Tale condizione predispone all’insorgenza del diabete mellito di tipo
2. Molti studi hanno evidenziato una stretta correlazione fra
insulino-resistenza e iperandrogenismo. L’insulina agisce sinergicamente
con l’LH facendo aumentare la produzione di androgeni da parte delle
cellule della teca ovarica.
MANIFESTAZIONI CLINICHE
- Infertilità
- Irregolarità mestruali
- Irsutismo
- Acne
- Obesità (addominale)
- Acantosis Nigricans
(colore scuro della pelle nella parte
posteriore del collo)
- Policistosi ovarica

ASPETTO ECOGRAFICO DI POLICISTOSI OVARICA
TRATTAMENTO
Il trattamento della PCOS è rivolto ai vari settori interessati dalla
sindrome:
- OBESITA’: la
restrizione calorica associata a esercizio fisico sono fondamentali
sia per ottenere un calo di peso sia per ridurre la produzione
di androgeni e insulina.
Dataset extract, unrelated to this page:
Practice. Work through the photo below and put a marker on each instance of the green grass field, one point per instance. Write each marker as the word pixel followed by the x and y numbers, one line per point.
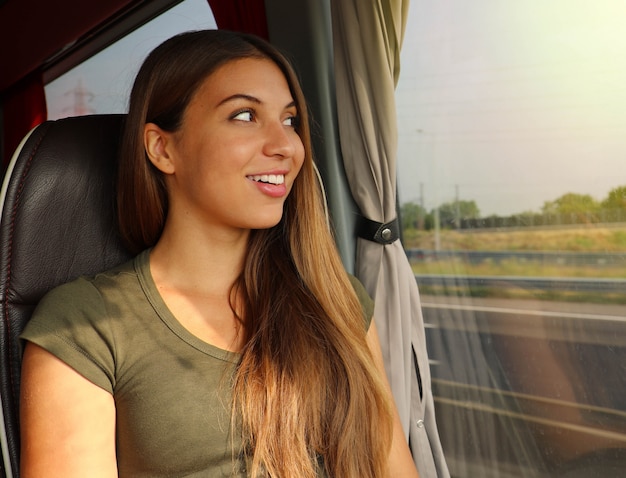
pixel 584 240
Pertanto la terapia nutrizionale associata
eventualmente ad un ipoglicemizzante orale (metformina) portano
ad un miglioramento dei sintomi e, come è stato dimostrato, in
tanti casi alla ripresa di cicli ovulatori.
- IRSUTISMO: il trattamento per l’aumento della
peluria deve essere di tipo estetico e farmacologico
- ESTETICO: depilazione, elettrodepilazione,
laser.
Crema contenente Eflornithina è
stata approvata per il trattamento dell’irsutismo
al viso, va usata 2 volte al giorno e inibisce la crescita dei peli.
- FARMACI: anche se non approvati dalla US FDA per l’irsutismo i
farmaci utilizzati sono:
Contraccettivi
orali (pillola monofasiaca)
Antiandrogeni
periferici (Spironolattone e Flutamide)
- IRREGOLARITA’
MESTRUALI: i contraccettivi orali hanno chiaro beneficio
sul ripristino del ciclo mestruale. In alternativa si utilizza
il medrossiprogesterone acetato.
- INFERTILITA’: la terapia nutrizionale e l’attività
fisica possono portare alla ripresa di normali cicli ovulatori. Se
non fosse sufficiente il trattamento farmacologico si basa sull’uso
di Clomifene citrato al dosaggio minimo in grado di indurre l’ovulazione.